They’re everywhere. You can’t avoid seeing them or hearing about them. Nearly every week there’s a new tabloid headline speculating on the existence or trumpeting the first photographs of a “baby bump” on another actress, singer or whatever it is Kim Kardashian is. The “news” that Kate Middleton, AKA the Duchess of Cambridge, bought a $55 blouse at a London maternity shop got more coverage this weekend on some media outlets than the battle between President Obama and the Republicans over sequestration.

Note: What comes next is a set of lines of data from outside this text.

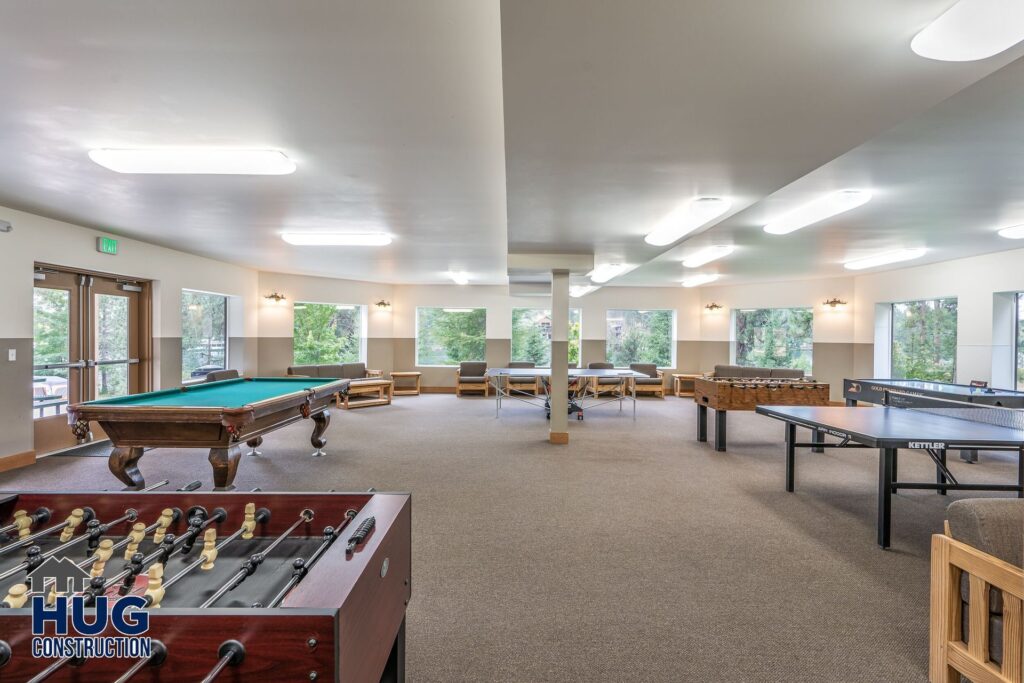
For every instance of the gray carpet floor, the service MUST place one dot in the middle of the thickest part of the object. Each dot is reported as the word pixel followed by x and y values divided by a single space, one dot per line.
pixel 632 554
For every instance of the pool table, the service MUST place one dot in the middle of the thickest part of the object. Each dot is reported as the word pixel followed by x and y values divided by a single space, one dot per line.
pixel 218 416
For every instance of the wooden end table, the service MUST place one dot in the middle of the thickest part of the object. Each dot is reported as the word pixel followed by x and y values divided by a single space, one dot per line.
pixel 408 390
pixel 679 379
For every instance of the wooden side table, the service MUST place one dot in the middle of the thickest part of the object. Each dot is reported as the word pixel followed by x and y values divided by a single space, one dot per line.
pixel 681 379
pixel 408 390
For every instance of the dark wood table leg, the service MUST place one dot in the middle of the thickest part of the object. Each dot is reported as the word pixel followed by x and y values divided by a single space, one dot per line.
pixel 940 476
pixel 321 422
pixel 124 464
pixel 720 429
pixel 791 460
pixel 225 464
pixel 254 443
pixel 886 458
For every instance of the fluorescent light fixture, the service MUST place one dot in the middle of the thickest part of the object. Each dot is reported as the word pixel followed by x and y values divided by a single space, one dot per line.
pixel 685 218
pixel 972 30
pixel 697 281
pixel 821 208
pixel 885 258
pixel 337 239
pixel 577 291
pixel 606 271
pixel 459 278
pixel 205 161
pixel 708 255
pixel 1013 232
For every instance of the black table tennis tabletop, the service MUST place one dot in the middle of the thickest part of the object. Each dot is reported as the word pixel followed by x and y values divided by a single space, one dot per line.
pixel 890 429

I love babies and I appreciate that women give birth to babies, and some of those women are celebrities, but, so help me, if I have to listen to another TV commentator gush on about yet another “baby bump” I may just soil my diaper and cry.
Bonnie Fuller, the Canadian tabloid editor whose pursuit of photographs of pregnant celebrities is legendary, is generally credited with coining the term “baby bump” while at the helm of US Weekly in 2002. Some claim the term is older and originates in the U.K. But it was Fuller who made “baby bump” a pop-culture idiom and a cultural fetish. Thanks a lot, Bonnie.

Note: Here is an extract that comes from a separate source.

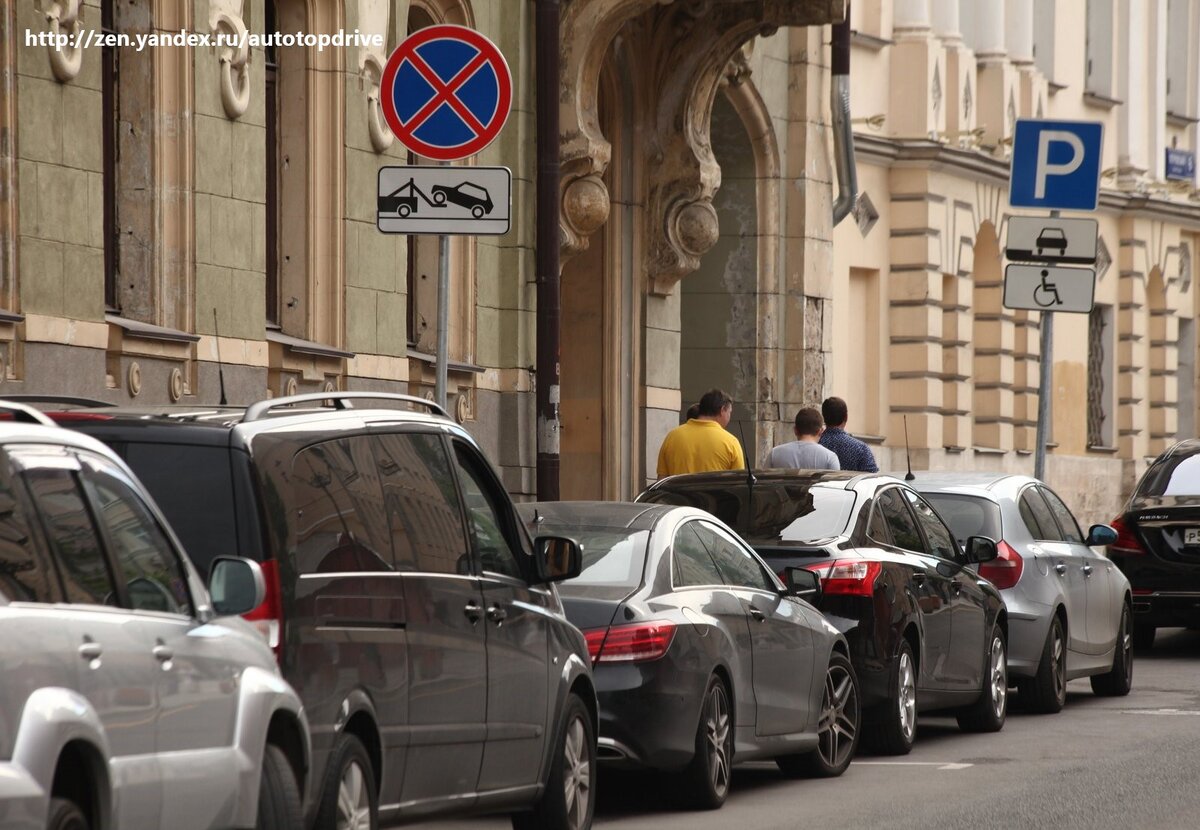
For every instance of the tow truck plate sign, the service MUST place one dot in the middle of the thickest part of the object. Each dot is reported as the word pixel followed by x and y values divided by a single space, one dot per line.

Yes, I am aware that previous generations of expectant mothers had to hide their pregnancies for fear of losing work, among other things, and that was bad. I am also in full agreement with the Pregnancy Discrimination Act of 1978 that forbids employers from firing employees for no other reason than the employee’s becoming pregnant. No one, myself least of all, is asking women to hide the outward appearance of their expanding uterus. Pregnancy, the condition, is a beautiful thing; pregnancy, the giddy, glorified celebrity status, not so much. Must we hear about every “baby bump” that strolls along Hollywood Boulevard or gets exposed on some beach in the Maldives? I’ve never even heard of some of these “celebrities”, which is why I suspect in my most cynical moments that getting pregnant may rapidly be becoming a career move for attention-starved actresses. Exclusive baby photos, anyone?
Duchess Kate, Kim, Fergie, Jessica Simpson, Kristen Bell, Busy Philipps, Malin Akerman (who?) and all the other “baby bump”-ers: best wishes and good luck; I hope you all have healthy, happy babies. But forgive me if I’m not interested in hearing about them or their effect on your choice of beachwear.